The book argues very persuasively why guaranteed access to health care is critical. In fact, you say the US already has it.
The United States has, since the 18th century, operated under an unwritten social contract to provide access to medical care for those who are sick and cannot provide for themselves. American leaders across the political spectrum, liberal and conservative, have embraced this. The problem is, we’ve never had a consistent approach to universal health insurance, and so the history of health insurance has resembled, as the book puts it, a game of Whac-a-Mole.
In the book you explain that it is time to formalize what has been around for a long time. What are you proposing?
Our proposal has two parts: The first would guarantee every American a basic level of automatic and free medical care, which means that no one pays premiums or anything out of pocket.

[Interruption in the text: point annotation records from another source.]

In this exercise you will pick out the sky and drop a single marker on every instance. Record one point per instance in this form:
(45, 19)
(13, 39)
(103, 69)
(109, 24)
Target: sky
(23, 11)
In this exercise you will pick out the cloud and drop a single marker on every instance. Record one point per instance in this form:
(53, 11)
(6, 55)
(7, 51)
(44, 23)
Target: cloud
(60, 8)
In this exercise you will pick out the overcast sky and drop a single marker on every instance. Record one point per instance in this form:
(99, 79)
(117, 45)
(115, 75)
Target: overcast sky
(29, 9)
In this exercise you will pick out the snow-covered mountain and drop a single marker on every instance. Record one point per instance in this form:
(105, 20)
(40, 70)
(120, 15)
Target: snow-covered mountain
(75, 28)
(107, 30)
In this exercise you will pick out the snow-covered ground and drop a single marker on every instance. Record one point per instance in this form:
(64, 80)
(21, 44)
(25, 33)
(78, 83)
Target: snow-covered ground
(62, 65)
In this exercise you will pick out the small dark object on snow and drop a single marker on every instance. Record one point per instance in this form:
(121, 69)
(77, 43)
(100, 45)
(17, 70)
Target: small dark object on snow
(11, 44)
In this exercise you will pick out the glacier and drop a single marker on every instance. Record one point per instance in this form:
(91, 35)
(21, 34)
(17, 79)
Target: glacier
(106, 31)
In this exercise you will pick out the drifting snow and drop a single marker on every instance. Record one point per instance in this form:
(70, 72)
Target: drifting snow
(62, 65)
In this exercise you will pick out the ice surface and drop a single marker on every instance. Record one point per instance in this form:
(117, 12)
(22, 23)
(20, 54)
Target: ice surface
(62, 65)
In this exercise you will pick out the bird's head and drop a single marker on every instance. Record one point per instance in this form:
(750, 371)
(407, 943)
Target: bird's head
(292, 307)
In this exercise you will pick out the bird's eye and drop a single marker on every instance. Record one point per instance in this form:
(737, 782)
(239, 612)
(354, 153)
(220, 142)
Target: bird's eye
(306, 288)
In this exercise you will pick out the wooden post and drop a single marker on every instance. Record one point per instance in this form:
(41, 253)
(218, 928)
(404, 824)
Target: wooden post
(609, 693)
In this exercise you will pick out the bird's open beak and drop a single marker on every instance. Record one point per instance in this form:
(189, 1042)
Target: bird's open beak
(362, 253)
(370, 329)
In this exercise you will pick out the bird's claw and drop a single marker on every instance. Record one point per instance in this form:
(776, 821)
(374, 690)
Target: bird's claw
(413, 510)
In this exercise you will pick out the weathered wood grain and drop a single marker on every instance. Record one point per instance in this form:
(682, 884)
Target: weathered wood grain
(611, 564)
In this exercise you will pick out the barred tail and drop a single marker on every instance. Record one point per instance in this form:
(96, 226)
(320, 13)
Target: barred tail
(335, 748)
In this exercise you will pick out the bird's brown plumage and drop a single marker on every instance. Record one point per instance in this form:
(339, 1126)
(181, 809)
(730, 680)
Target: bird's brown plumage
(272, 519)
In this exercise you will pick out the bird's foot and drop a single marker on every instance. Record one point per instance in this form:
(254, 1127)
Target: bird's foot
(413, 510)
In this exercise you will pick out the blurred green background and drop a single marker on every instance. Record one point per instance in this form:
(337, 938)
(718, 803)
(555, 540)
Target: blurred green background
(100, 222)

To economists, of course, removing cost sharing is heresy: demand is always lower when people have to pay for a good or service. But we realized that, when it comes to health care, charging people as little as $5 for a doctor visit means some would be left without and others would go into debt. We know, based on the already existing social contract, that policy makers would then create exemptions and then the whole system would become expensive and messy again.

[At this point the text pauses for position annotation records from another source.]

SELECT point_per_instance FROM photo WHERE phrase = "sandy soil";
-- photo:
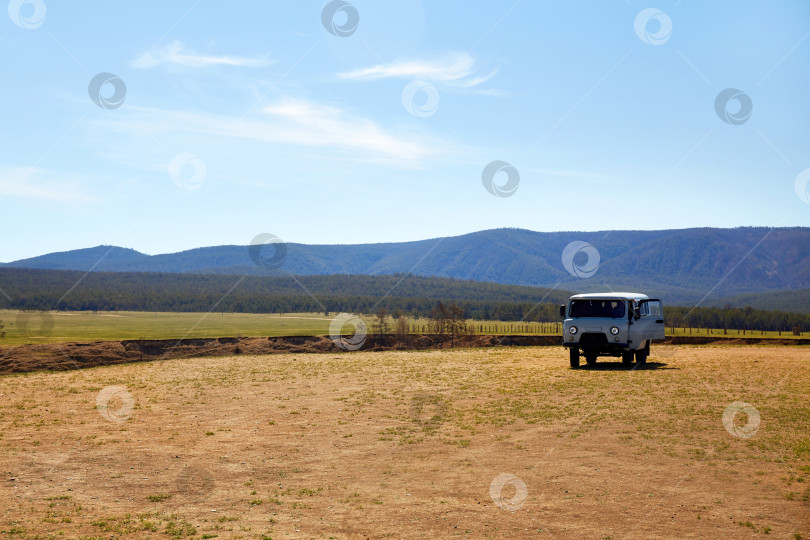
(704, 442)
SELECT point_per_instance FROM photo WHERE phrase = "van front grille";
(593, 338)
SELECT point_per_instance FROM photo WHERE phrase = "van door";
(652, 319)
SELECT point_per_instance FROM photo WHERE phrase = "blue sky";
(253, 118)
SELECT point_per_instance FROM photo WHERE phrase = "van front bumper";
(572, 344)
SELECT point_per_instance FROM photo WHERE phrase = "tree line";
(413, 296)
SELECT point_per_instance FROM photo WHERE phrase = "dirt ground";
(702, 442)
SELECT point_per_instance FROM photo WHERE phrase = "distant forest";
(32, 289)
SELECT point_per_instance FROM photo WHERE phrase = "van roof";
(618, 296)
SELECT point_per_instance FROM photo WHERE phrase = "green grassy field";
(56, 326)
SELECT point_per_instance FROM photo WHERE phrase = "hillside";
(683, 265)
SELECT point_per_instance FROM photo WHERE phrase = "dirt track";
(412, 445)
(66, 356)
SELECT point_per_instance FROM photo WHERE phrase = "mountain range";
(705, 265)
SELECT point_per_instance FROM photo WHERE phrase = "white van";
(611, 324)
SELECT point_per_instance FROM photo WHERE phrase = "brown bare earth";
(470, 443)
(73, 355)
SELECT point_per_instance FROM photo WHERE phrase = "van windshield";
(598, 308)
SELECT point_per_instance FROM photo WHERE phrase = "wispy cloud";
(177, 53)
(291, 122)
(458, 70)
(40, 184)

The second part, and we strongly believe this, is that people should have the ability to purchase supplemental coverage in addition to, but not in lieu of, basic coverage.
This is the whole project. The rest, as we say in the book, is just commentary.

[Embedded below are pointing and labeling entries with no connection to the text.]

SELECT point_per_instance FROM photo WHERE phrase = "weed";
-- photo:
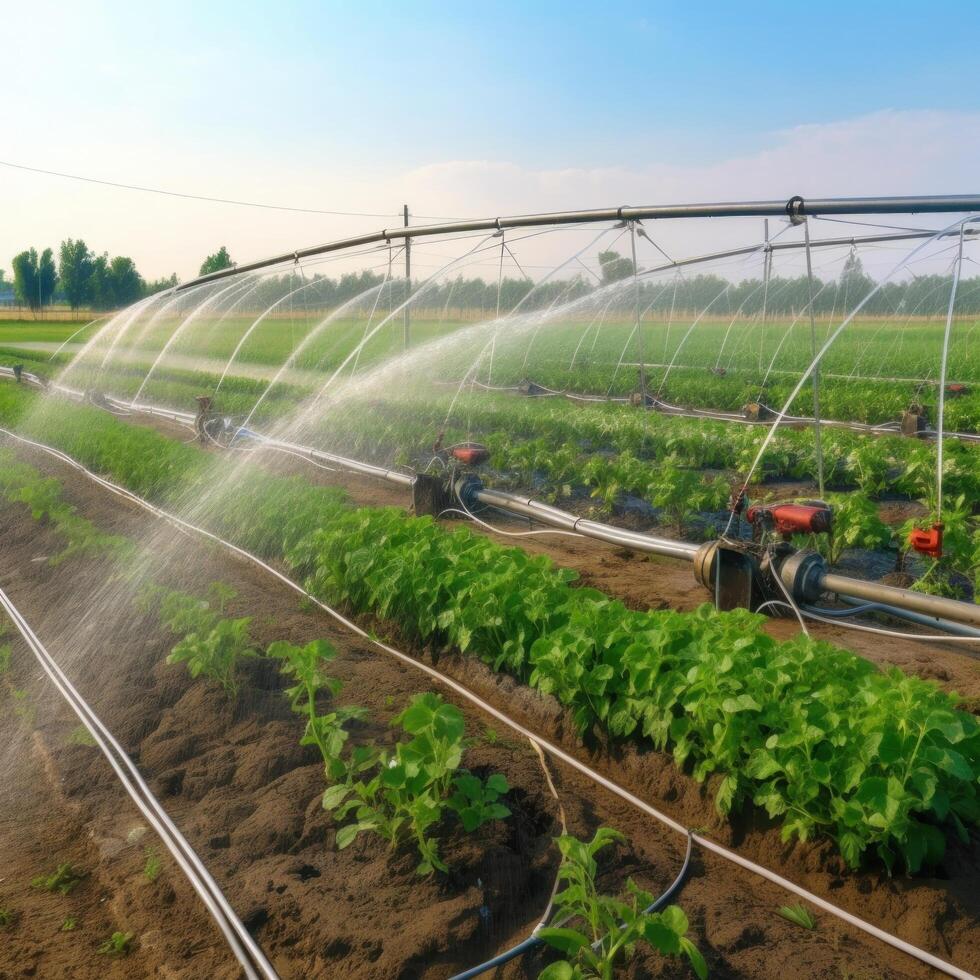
(153, 866)
(799, 915)
(118, 944)
(64, 879)
(80, 735)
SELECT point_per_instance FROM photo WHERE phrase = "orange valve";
(472, 454)
(789, 519)
(928, 542)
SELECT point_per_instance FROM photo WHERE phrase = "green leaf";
(333, 796)
(562, 970)
(565, 940)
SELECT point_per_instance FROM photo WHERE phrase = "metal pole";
(766, 269)
(818, 450)
(636, 316)
(940, 420)
(408, 283)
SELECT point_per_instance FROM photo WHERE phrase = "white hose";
(709, 845)
(192, 866)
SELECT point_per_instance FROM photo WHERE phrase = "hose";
(532, 941)
(243, 946)
(553, 750)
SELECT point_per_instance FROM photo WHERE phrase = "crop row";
(820, 738)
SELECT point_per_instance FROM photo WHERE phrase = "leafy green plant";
(118, 944)
(855, 524)
(411, 787)
(64, 879)
(216, 654)
(153, 865)
(601, 931)
(799, 915)
(325, 731)
(80, 735)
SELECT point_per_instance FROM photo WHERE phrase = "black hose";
(533, 941)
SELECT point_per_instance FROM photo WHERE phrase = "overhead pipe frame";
(796, 208)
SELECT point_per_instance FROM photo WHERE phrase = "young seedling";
(413, 785)
(64, 879)
(325, 731)
(607, 929)
(118, 944)
(153, 866)
(799, 915)
(216, 653)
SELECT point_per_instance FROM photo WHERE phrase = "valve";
(470, 453)
(790, 519)
(927, 542)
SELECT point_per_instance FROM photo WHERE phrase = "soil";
(246, 794)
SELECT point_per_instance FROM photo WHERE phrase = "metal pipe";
(554, 517)
(858, 607)
(936, 607)
(796, 206)
(408, 284)
(816, 360)
(770, 247)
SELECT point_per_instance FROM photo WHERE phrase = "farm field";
(399, 722)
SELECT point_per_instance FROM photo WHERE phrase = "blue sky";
(346, 105)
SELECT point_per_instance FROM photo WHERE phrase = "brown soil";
(246, 795)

Can you elaborate on what primary health care means?
By base we mean Very basic: primary and preventive care, essential medical care for the critically ill, specialist care, outpatient care, emergency room visits, and inpatient care. There is a large gray area of medical care that would be left out. But since our goal with this book is to lay out general conceptual guidelines, we don’t go into the specific services that we think should be provided with basic coverage. In practice, even if we compiled such a list, it would become obsolete as new medical treatments and technologies emerge.
Think of basic care as similar to low-cost airlines in Europe. The planes take you from point A to point B. The experience isn’t great, but you get where you need to go without crashing. So, yes, waiting times would get longer for patients, there would be less choice of doctors, and hospitals would be less comfortable.
How would basic care be paid for?
From the pockets of taxpayers. It may come as a surprise that taxpayer-funded health care spending in the United States is already large enough to pay for universal basic coverage. Fees don’t have to go up, but they could go up depending on the basic coverage you offer.
One point you make in the book is that your project, far from politically aligning, has something that shocks everyone. Some might say that the supplementary insurance option is unfair as not everyone will be able to afford it.
Amy and I would disagree. In simple economic terms, think of primary health care as a special good that is distinct from other goods such as cars, houses, or food. Once basic health care is covered for everyone, additional coverage is, by default, for non-essential health care items. These non-essential items become like any other standard good. So why shouldn’t people be allowed to buy medical care that is no longer about basic health and survival just like they can buy a nicer car, a nicer house, or better food?
Ultimately, what do you hope this book inspires?
We wrote this book because, after studying US health care policies for nearly two decades, Amy and I realized we had something to say about the big picture. And because we’re outside the political world, we think we have a fresh perspective and can maybe move the conversation in the right direction.